You may have heard a rumour that gather/spread are going away. This is simply not true (they’ll stay around forever) but I am working on better replacements which you can learn about at https://t.co/sU2GzWeBaf. Now is a great time for feedback! #rstats
— Hadley Wickham (@hadleywickham) March 19, 2019
Have any questions? Put them below and we will help you out!
You must be logged in to post a comment.
Hi David, I typed the following code, but the new data frame still the original structure. What could be the problem?
enrollment_by_race_ethnicity_18_19 %
select(-contains(“grade”)) %>%
select(-contains(“kindergarten”)) %>%
select(-contains(“percent”)) %>%
pivot_longer(cols = “district_id”,
names_to = “race_ethnicity”,
values_to = “number_of_students”)
Hi IIbrah. Try changing
pivot_longer(cols = “district_id”,
to
pivot_longer(-district_id ,
The code you entered was pivoting the district ID in addition to the other columns.
I used select(!contains (“percent”)) instead of select(-contains (“percent”)), mainly because the helper page listed the exclamation option rather than the minus sign. Are there any differences between the two?
I don’t know the answer to that! Does it give the same result?
Looks like it gives the same answer.
Ok, I guess it does do the same thing then. Thanks for teaching me something new!
I only have enrollment_17_18 and enrollment_18_19 files. Where did the math scores files come from that is shown at 5:40 of this lesson?
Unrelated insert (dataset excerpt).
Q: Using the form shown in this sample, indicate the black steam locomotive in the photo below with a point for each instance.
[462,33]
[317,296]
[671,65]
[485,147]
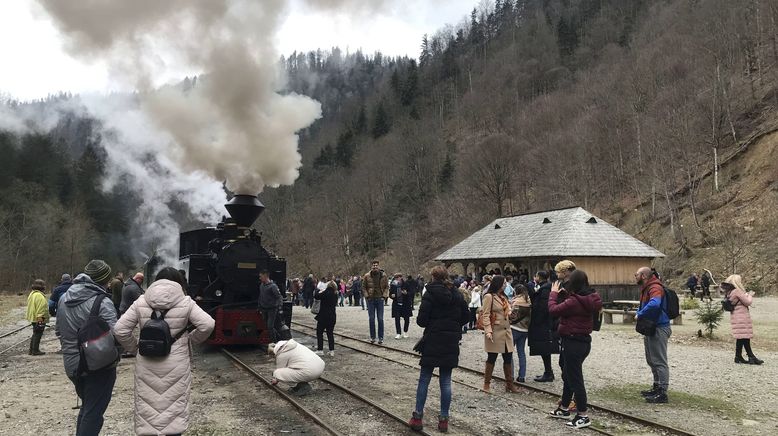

My code matches what’s in the Solutions for the Importing Data lesson and I don’t think there was anything we downloaded in the Tidy Data lesson.
I now see that we don’t need for (Y)our turn. was just trying to follow along
Hi David, is there a way to enter the name of each column we want to remove within one select(-contains(” “)) argument rather than writing each one separately?
Do you mean like doing
select(-c(column1, column2))
?Yes! Thank you, that worked.
Hi David! by using pivot_longer it means that it will always arrange the data by 3 columns?
I’m not sure I quite understand your question. Can you explain a bit more?
What I understand from pivot_longer documentation page is that it will rearrange the data by decreasing the number of columns, so my question is: if pivot longer will always tidy the data into 3 columns? In this case there is just one column for “the values”, one column for “the names or columns that have characters” and “id column” (this last one we kept it by adding the “-“).
It will be 3 columns if you only have 1 column that you are not pivoting (in this case, the id column). However, if you are not pivoting multiple columns then you will have more than 3. Does that make sense?